Working in the mobile industry, I can say it does happen. There are phantom ring tones, but they certainly are not common. I've seen situations where a telco will hand a call to another telco (much like internet routing, there are often a lot of carriers between you and the person you're calling). There are scams some dodgy carriers use where they play a fake call progress tone (ie, the ring tone you hear) and it's not actually a ring tone. They connect the call on their network and play a fake tone, so you think it's ringing but they're collecting revenue for terminating the call.I agree with jb747, this story appears to explain that it is highly improbable that either Mark Johnson or pax on MH370 were able to get connections: Were the Phones on Flight MH370 Ever Connected?

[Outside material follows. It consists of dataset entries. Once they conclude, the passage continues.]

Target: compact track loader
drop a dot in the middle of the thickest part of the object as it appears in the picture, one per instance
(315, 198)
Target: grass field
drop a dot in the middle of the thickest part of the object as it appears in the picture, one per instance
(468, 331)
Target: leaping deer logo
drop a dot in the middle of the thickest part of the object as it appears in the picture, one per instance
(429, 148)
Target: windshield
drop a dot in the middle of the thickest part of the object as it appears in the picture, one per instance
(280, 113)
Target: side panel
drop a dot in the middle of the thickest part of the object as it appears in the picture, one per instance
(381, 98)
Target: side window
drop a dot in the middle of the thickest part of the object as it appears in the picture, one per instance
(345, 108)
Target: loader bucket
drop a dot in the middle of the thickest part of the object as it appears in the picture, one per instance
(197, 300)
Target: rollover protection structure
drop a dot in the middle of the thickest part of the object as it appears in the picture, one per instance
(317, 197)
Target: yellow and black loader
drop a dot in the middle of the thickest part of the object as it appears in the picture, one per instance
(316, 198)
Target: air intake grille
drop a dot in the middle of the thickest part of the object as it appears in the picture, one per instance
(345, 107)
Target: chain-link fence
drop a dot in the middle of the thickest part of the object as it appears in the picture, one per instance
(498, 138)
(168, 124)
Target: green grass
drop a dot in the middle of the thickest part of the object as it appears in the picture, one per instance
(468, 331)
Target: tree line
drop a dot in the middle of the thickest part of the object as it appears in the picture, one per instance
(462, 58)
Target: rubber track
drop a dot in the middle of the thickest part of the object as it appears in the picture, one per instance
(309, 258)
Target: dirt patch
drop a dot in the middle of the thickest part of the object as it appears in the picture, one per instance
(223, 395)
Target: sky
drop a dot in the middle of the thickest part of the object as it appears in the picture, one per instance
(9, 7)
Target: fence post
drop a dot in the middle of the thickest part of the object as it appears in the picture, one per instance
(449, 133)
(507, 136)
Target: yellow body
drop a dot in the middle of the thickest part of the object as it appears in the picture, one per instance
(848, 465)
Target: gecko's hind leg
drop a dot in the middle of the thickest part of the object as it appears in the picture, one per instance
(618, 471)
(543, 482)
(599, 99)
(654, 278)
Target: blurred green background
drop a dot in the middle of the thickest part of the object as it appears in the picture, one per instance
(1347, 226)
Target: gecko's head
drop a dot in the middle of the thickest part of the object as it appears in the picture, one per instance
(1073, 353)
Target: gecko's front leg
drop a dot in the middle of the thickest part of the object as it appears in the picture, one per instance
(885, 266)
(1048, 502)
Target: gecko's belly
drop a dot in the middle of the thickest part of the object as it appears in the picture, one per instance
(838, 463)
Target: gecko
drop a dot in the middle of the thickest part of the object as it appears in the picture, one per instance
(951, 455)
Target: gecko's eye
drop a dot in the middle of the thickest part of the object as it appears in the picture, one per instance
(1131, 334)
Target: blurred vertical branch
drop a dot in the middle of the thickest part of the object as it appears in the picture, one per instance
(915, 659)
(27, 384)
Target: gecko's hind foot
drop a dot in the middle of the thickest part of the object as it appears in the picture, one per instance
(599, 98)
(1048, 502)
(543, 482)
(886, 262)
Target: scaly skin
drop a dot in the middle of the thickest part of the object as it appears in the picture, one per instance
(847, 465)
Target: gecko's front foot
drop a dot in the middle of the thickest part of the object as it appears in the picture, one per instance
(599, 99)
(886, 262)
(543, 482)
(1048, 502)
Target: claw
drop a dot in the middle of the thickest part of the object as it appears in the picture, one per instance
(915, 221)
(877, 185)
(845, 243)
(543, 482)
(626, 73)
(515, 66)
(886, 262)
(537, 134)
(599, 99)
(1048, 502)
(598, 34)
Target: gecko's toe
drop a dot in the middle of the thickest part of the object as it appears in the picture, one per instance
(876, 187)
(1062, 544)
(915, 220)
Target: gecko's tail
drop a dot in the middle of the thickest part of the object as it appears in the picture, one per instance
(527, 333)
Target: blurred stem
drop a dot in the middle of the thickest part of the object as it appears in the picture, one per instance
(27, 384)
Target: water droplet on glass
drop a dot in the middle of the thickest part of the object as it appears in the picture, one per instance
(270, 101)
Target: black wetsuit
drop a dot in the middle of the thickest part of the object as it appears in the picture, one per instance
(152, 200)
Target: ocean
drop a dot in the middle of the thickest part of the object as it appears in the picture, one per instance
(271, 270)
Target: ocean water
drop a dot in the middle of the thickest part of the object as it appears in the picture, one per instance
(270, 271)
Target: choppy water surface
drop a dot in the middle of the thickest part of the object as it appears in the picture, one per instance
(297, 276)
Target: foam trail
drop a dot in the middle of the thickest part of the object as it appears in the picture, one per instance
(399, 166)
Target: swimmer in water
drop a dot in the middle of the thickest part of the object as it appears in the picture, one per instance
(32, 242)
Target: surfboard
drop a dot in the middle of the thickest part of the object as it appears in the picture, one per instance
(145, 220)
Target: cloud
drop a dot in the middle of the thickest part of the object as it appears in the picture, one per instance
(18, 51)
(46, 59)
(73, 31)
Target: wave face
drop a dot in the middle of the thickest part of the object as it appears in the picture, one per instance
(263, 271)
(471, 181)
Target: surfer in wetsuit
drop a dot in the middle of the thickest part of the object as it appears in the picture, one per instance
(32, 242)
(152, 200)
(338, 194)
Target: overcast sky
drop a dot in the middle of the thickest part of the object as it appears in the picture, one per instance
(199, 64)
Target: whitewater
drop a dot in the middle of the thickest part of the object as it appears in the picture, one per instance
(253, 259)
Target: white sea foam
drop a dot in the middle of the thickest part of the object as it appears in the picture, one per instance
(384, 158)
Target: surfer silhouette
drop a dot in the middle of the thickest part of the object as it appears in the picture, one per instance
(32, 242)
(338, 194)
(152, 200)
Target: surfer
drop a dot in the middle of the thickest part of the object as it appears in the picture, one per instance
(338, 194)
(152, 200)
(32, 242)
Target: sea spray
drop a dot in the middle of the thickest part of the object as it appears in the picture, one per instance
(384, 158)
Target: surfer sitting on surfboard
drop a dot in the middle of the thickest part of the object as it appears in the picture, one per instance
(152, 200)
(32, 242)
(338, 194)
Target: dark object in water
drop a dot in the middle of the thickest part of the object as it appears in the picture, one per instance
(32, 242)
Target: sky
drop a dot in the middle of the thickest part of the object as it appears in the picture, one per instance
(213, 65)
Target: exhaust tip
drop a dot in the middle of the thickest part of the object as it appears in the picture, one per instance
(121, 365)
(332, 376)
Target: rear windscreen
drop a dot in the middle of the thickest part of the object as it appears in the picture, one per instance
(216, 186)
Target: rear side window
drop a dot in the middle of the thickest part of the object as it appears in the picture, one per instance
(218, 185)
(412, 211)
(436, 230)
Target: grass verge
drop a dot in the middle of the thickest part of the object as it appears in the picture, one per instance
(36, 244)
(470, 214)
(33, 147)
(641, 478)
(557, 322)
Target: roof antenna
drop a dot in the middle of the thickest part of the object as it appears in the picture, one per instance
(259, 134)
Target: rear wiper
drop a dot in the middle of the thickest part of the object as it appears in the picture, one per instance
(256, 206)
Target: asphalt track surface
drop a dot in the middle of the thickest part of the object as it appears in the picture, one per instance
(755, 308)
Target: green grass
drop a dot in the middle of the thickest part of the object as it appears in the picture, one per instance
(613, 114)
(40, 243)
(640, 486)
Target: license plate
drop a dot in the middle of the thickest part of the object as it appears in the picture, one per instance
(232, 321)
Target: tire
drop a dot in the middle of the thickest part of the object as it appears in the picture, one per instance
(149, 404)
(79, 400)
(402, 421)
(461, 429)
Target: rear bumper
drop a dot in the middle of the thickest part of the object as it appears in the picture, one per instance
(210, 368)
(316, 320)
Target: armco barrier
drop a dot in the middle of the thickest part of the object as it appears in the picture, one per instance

That's probably around .005% of calls that that may happen to, and i've not seen it in quite a few years (often it's actually calls from o/s to AU mobiles that are the worst due to the high cost of terminating to AU mobiles).
If the calls were ringing and no answer, this can be very very easily investigated. Calls have CDR's (call detail record) which has all kinds of information. Telcos can do this easily (i've done it a bunch of times for fault finding). It doesn't show where the customer was, but it's easy enough to see when a mobile is roaming onto a foreign network, what country the phone was connected to (and, in most cases, the exact carrier they were roaming on).
The telco world is anything but simple, but to say 'oh it often happens' is flippantly dismissing it IMHO.
And due to the way radio waves propagate out from the base stations, they would effectively have to be aimed at the sky, or at an angle that would allow them to travel and intercept the aircraft (as jb says, it is only for a matter of seconds typically). Of course, if the phones landed on the ground.... (i'll not add fuel to conspiracies though).